For the global south, one of the biggest obstacles could be the cost of digital infrastructure. There is a “data divide based simply on the lack of affordable connectivity,” explained Cathrin Stöver, chief communications officer of GÉANT, which connects European scientists to each other and to their counterparts elsewhere in the world. “And I have to stress that this is not a lack of cables anymore. It used to be, but it is no longer,” she added.

Although Africa is one of the best-connected continents in the world (in terms of the cables that serve it), bandwidth between African cities can cost €60 per megabit per month, compared with just two Euro cents between European cities, according to GÉANT. “In parts of Africa, connectivity is not just a little bit more expensive. It is 3,000 times more expensive,” noted Stöver. “And that, from our perspective, is one of the major drivers of the continuing digital divide.”

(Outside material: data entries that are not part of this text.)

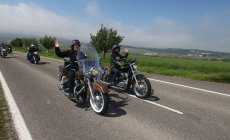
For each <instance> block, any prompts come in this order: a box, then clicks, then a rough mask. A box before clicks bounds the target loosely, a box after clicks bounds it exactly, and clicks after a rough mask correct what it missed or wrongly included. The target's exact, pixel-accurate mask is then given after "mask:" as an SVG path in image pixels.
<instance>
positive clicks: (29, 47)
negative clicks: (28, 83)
mask: <svg viewBox="0 0 230 140" xmlns="http://www.w3.org/2000/svg"><path fill="white" fill-rule="evenodd" d="M27 51H28V53H27V60H30V59H31V57H32V55H33V53H34V52H37V51H38V49H37V47H36V46H35V45H34V44H30V47H29V48H28V49H27ZM37 57H38V60H39V61H40V56H39V55H38V54H37Z"/></svg>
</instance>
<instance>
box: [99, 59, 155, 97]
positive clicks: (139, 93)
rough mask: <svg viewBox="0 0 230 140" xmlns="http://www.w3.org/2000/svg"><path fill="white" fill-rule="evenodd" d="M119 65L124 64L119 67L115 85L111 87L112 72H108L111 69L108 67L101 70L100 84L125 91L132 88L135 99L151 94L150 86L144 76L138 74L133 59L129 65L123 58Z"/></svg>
mask: <svg viewBox="0 0 230 140" xmlns="http://www.w3.org/2000/svg"><path fill="white" fill-rule="evenodd" d="M121 63H124V64H123V65H122V66H120V67H119V71H120V73H119V75H118V77H117V78H116V82H115V85H113V86H111V83H112V77H113V72H109V71H111V69H112V68H109V67H103V68H102V69H103V73H102V76H101V80H102V82H103V83H105V84H106V85H108V86H109V87H111V88H115V89H121V90H127V89H129V88H131V87H132V89H133V91H134V93H135V95H136V97H138V98H141V99H144V98H147V97H148V96H149V95H150V94H151V84H150V82H149V80H148V79H147V78H146V77H145V76H144V75H142V74H140V73H139V72H138V70H137V65H136V60H135V57H133V59H132V61H131V62H130V63H129V61H128V60H127V59H126V58H123V59H122V60H121ZM109 69H110V70H109Z"/></svg>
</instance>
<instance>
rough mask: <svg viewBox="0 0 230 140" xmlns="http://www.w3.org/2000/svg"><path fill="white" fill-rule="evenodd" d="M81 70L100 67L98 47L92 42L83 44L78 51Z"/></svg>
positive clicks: (90, 68) (87, 70)
mask: <svg viewBox="0 0 230 140" xmlns="http://www.w3.org/2000/svg"><path fill="white" fill-rule="evenodd" d="M77 60H78V67H79V71H80V72H83V73H85V72H86V71H90V69H92V68H98V67H99V58H98V54H97V50H96V48H95V47H94V46H93V45H91V44H82V45H81V47H80V49H79V50H78V53H77Z"/></svg>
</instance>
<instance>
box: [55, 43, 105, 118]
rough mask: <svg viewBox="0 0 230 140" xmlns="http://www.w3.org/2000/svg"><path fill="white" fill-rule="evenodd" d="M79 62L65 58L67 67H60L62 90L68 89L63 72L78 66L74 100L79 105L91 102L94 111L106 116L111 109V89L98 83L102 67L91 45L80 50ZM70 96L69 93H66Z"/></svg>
mask: <svg viewBox="0 0 230 140" xmlns="http://www.w3.org/2000/svg"><path fill="white" fill-rule="evenodd" d="M77 60H78V61H75V62H71V61H70V58H67V57H66V58H64V61H65V63H67V65H66V66H59V81H60V82H61V84H58V85H57V86H58V87H59V89H60V90H66V89H67V88H68V86H67V81H68V77H66V76H64V75H63V72H64V71H65V70H66V69H68V68H70V67H71V65H73V64H74V63H77V64H78V67H79V71H77V72H76V73H75V75H76V78H75V85H74V98H73V99H72V100H74V101H76V102H77V103H83V102H89V103H90V105H91V107H92V109H93V110H94V112H95V113H97V114H100V115H102V114H104V113H105V112H106V111H107V110H108V108H109V94H108V93H109V89H108V87H107V86H106V85H105V84H103V83H101V82H97V81H99V79H100V72H99V71H100V70H99V69H100V65H99V58H98V54H97V51H96V49H95V47H94V46H92V45H90V44H82V45H81V47H80V49H79V50H78V54H77ZM65 94H66V95H68V93H65Z"/></svg>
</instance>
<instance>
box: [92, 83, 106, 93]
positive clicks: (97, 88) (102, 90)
mask: <svg viewBox="0 0 230 140" xmlns="http://www.w3.org/2000/svg"><path fill="white" fill-rule="evenodd" d="M92 89H94V90H99V91H100V92H101V93H108V92H109V88H108V87H107V86H106V85H105V84H103V83H101V82H94V83H92Z"/></svg>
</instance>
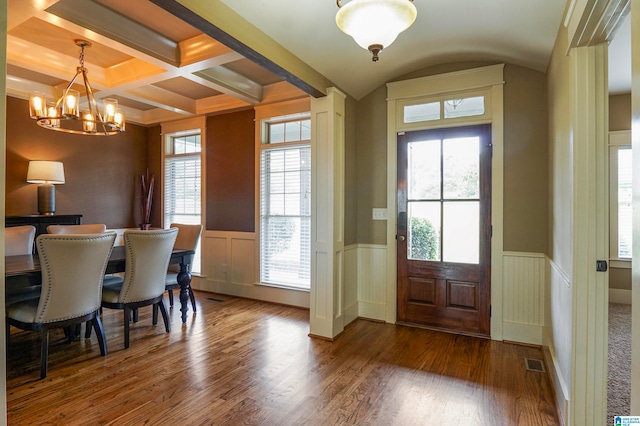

During the pandemic, the lack of affordable connectivity meant that education came to a complete halt in much of the global south, Stöver noted. “This is absolutely terrible for the development of these economies. And I think that has shaken a lot of stakeholders.” To help GÉANT bring down the cost of connectivity, Stöver called on the European Commission to establish more programmes that include a regulatory dialogue, alongside investments in infrastructure.  At the same time, more activities need to be “driven by the global south” to  find solutions that work and not simply “copy and paste activities from Europe or the US because they work in our economies,” she added.